Having Just Agreed To Nuclear Deal, Iran’s Supreme Leader Declares Israel Will Not Exist In 25 Years

Having Just Agreed To Nuclear Deal, Iran’s Supreme Leader Declares Israel Will Not Exist In 25 Years

Opponents of the U.S. Iran nuclear deal were handed a ‘I told you so’ gift today when Iran’s Supreme Leader Ayatollah Ali Khamenei declared that Israel will not exist in 25 years.

In an address to the Iranian people Iran’s leader said “I’d say to Israel that they will not see the end of these 25 years. God willing, there will be no such thing as a Zionist regime in 25 years. Until then, struggling, heroic and jihadi morale will leave no moment of serenity for Zionists.”
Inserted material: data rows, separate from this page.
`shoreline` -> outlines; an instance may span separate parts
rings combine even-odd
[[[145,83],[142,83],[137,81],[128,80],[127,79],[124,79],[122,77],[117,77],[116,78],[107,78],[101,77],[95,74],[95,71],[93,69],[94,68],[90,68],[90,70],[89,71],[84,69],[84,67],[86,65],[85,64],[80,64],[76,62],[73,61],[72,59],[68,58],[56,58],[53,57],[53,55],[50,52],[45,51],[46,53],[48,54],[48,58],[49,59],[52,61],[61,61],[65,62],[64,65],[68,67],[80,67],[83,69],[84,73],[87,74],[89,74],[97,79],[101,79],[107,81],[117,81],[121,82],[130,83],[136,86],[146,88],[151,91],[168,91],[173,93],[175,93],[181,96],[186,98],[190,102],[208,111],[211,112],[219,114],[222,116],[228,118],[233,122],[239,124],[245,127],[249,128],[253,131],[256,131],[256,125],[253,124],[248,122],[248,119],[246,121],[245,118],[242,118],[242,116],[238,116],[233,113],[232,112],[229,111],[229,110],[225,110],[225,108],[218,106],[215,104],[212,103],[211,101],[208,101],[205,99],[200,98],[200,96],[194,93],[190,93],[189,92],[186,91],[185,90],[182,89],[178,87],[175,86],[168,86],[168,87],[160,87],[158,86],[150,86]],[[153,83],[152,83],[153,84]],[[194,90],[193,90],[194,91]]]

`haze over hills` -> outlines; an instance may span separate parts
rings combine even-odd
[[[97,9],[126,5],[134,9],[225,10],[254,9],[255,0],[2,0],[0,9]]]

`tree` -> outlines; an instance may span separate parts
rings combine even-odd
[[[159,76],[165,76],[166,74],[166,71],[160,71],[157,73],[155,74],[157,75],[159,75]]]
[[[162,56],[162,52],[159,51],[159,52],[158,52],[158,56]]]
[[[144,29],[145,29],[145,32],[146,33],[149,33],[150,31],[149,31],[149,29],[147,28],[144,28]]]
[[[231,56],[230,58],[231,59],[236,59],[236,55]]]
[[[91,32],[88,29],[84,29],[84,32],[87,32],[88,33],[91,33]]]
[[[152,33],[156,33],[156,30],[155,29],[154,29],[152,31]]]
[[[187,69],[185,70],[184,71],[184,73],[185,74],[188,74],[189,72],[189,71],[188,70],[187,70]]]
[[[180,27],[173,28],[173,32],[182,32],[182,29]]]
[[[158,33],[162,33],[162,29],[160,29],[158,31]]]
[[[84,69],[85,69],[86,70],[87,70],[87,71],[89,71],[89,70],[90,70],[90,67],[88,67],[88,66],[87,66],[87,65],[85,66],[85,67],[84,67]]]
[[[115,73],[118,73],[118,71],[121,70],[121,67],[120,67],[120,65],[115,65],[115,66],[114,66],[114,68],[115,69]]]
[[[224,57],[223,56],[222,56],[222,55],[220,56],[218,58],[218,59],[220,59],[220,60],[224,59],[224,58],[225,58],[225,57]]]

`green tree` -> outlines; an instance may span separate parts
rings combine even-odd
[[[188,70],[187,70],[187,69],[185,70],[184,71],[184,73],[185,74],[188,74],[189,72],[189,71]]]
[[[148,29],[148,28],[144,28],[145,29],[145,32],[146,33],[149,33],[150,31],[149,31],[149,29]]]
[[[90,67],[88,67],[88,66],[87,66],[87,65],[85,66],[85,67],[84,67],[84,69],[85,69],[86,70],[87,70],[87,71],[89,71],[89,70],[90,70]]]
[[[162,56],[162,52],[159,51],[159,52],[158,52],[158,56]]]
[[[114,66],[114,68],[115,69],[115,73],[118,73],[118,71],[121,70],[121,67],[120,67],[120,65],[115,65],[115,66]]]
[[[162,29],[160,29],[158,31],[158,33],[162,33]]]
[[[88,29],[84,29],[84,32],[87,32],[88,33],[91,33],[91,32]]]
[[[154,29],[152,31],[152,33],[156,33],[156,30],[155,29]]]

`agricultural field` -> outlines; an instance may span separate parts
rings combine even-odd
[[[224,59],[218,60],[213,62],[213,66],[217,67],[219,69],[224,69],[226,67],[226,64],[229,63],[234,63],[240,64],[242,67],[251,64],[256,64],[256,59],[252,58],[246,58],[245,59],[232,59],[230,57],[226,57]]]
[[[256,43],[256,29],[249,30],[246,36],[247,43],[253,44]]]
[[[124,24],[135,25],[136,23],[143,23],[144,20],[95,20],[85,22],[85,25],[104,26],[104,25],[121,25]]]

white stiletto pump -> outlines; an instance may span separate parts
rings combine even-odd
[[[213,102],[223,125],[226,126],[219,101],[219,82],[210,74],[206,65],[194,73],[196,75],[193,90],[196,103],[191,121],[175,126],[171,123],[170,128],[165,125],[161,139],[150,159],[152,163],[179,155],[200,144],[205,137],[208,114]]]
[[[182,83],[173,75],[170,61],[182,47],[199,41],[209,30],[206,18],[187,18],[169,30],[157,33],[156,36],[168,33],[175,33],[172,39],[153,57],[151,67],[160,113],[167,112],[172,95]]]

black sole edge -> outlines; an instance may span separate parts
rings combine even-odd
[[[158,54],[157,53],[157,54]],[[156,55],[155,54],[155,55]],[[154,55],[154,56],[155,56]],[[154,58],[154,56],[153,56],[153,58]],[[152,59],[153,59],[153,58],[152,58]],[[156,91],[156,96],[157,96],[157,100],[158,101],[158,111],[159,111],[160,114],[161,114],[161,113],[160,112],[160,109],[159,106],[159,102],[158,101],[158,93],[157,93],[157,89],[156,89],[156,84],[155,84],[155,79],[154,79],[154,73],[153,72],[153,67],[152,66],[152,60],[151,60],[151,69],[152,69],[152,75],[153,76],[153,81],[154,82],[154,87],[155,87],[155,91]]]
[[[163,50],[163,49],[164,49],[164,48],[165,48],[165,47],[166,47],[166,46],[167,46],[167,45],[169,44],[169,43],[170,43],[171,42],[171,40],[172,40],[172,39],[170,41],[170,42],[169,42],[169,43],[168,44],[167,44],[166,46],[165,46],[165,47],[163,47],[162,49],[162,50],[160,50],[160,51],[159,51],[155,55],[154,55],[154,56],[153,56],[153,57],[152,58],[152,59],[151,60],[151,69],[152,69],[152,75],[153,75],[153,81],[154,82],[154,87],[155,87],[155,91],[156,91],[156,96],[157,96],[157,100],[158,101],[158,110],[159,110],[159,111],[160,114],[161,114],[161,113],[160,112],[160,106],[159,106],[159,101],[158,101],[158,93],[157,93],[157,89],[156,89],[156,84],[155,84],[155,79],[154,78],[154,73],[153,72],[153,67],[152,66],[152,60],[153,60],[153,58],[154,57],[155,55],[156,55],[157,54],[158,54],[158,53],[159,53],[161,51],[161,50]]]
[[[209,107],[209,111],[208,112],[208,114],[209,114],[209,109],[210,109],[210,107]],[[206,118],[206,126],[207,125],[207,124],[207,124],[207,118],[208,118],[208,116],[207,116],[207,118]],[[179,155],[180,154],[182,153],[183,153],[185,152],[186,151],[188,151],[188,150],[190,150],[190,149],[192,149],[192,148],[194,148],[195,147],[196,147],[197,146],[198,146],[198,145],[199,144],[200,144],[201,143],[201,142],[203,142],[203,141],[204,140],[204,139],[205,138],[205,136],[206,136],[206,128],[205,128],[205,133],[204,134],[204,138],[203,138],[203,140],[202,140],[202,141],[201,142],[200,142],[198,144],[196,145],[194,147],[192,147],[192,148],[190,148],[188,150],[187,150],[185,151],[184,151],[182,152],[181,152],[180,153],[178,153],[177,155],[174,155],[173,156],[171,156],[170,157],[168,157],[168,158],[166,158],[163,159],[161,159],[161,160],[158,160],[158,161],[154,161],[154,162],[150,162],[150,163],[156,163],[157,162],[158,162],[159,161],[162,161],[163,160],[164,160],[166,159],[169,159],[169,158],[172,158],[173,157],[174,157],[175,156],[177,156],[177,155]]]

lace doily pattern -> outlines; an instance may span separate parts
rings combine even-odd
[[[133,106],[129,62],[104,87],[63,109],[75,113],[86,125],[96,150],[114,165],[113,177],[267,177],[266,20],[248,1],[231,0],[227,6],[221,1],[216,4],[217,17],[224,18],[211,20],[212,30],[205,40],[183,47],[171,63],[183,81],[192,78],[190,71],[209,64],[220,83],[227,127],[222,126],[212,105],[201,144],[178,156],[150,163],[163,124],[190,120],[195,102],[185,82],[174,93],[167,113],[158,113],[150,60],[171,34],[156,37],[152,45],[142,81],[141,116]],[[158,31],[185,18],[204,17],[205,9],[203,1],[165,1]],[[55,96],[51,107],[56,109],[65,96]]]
Experts say the reference to 25 years most probably referred to the monitoring of the country’s nuclear program for 25 years which is a stipulation of the Iran nuclear deal which will see the lifting of sanctions on the country in return for the monitoring.

In his address, Khamenei also said he had only approved negotiations with the U.S.on the nuclear monitoring issue and that he would not be allowing further talks with the U.S. on any other topics.

“The Americans want negotiations with Iran as a means to infiltrate into the country and impose their will,” he said. “The Americans don’t hide their hostility towards Iran: One of them smiles, and at the same time, others take measures against Iran.”

Khamenei continued his vitriol towards the U.S, with “There are those in Iran who insist to dress the Great Satan America in costumes, and paint it as an angel. We’ve expelled the Satan (the U.S.) out the door, it is forbidden for us to permit him to enter through the window.”

Yesterday U.S. President Barack Obama won a major victory in the congressional war over the Iran nuclear deal by gaining 41 Senate votes, which potentially enables a filibuster to preventing a vote on a Republican backed resolution to throw out the agreement.

With the majority of Senate Democrats in favor of the deal, its supporters can stop the disapproval resolution in its tracks in the Senate, thereby avoiding the need for a veto from Obama.